In my lifetime, this retrograde force came to the fore after the 1973 Roe vs Wade decision, morphed into the so-called Moral Majority of the late 1970s, rebranded itself under the “family values” banner in the 1980s, became the dittohead hate-fans of Rush Limbaugh in the 1990s, and finally in the 2000s have gathered together to worship in the church of their choice, the conservative propaganda arm that is Fox News.
I think the very raison d’être of Fox News is to stoke fear and resentment of others in the minds of its viewers. It goes to great lengths to advance the religious (and by religious, they always mean Christian) victim narrative, from Bill O’Reilly’s tired “War on Christmas” rants to the more recent effort on Fox and Friends to cast the Emanuel AME Church massacre as an attack on faith rather than the racial hate-crime that it was.
Fox News plays to its hard-right audience, for whom entitlement and victimization are two sides of the same coin. Tamara Scott of CWA captures the essence of it:
We never thought this would happen in America. We’ve so enjoyed such liberty and such freedom for so long, that now generations have taken it for granted. And we watched it be chipped away and peeled away without our response. Now, it’s not just that we are having to stand strong, but we’re having to retake the mountain, we’re having to retake what was ours.
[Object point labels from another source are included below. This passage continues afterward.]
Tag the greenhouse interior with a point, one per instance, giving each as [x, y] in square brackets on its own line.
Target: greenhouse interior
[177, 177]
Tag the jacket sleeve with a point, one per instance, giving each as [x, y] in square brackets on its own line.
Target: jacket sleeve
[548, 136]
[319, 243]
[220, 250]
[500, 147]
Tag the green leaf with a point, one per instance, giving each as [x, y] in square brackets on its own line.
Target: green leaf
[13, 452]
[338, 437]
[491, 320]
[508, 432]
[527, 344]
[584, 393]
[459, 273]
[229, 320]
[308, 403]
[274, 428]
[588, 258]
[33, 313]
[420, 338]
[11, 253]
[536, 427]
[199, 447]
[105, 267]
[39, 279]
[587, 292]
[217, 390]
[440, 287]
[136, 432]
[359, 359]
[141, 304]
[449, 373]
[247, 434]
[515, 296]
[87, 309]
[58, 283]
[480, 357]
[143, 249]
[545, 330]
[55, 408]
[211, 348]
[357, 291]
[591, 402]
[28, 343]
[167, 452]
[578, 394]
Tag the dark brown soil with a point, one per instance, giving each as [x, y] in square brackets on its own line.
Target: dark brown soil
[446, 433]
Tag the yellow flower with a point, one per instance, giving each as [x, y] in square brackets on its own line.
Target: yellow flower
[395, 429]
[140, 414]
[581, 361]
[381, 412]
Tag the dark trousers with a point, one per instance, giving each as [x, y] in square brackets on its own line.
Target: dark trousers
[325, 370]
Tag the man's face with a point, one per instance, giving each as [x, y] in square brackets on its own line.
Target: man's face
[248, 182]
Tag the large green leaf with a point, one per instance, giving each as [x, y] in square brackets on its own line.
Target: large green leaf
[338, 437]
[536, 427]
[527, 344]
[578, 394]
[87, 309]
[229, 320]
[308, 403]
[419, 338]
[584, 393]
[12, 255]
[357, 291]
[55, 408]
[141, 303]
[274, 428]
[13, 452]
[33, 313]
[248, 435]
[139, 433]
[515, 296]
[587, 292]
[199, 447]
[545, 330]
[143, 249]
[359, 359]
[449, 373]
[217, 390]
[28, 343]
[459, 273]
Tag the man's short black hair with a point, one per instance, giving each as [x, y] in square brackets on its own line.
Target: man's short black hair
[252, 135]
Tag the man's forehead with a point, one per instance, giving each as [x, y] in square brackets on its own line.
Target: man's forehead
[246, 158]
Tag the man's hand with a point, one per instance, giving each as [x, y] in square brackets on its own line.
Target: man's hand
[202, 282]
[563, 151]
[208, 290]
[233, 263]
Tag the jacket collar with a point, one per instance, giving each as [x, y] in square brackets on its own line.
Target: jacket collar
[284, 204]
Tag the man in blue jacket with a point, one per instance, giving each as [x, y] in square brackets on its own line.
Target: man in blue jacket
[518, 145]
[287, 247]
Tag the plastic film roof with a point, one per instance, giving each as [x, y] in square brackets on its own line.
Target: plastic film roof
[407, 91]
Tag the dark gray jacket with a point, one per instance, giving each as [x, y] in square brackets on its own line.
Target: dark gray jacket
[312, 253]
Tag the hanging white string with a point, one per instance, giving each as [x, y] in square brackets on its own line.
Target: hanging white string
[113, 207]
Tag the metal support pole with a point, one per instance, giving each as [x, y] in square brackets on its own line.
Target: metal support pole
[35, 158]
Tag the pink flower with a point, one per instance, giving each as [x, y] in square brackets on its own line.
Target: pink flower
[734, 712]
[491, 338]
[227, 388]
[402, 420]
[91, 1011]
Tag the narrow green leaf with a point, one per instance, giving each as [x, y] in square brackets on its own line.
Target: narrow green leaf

Few say so, but what we seem to have is a modern-day Confederacy, waging the Cold War equivalent of the Civil War. It is found in the flag flying above the South Carolina capitol building and in the diatribes of Sean Hannity and Rush Limbaugh. It is found in the countless Take Back America speeches by the likes of Rick Santorum, Rand Paul and others on the fringe. This un-civil war is not about territory, it is not about slavery and it is not really about freedom. It is about preserving the entitlements of those who feel most entitled to them. And once again, the little state I live in is one of the battlegrounds.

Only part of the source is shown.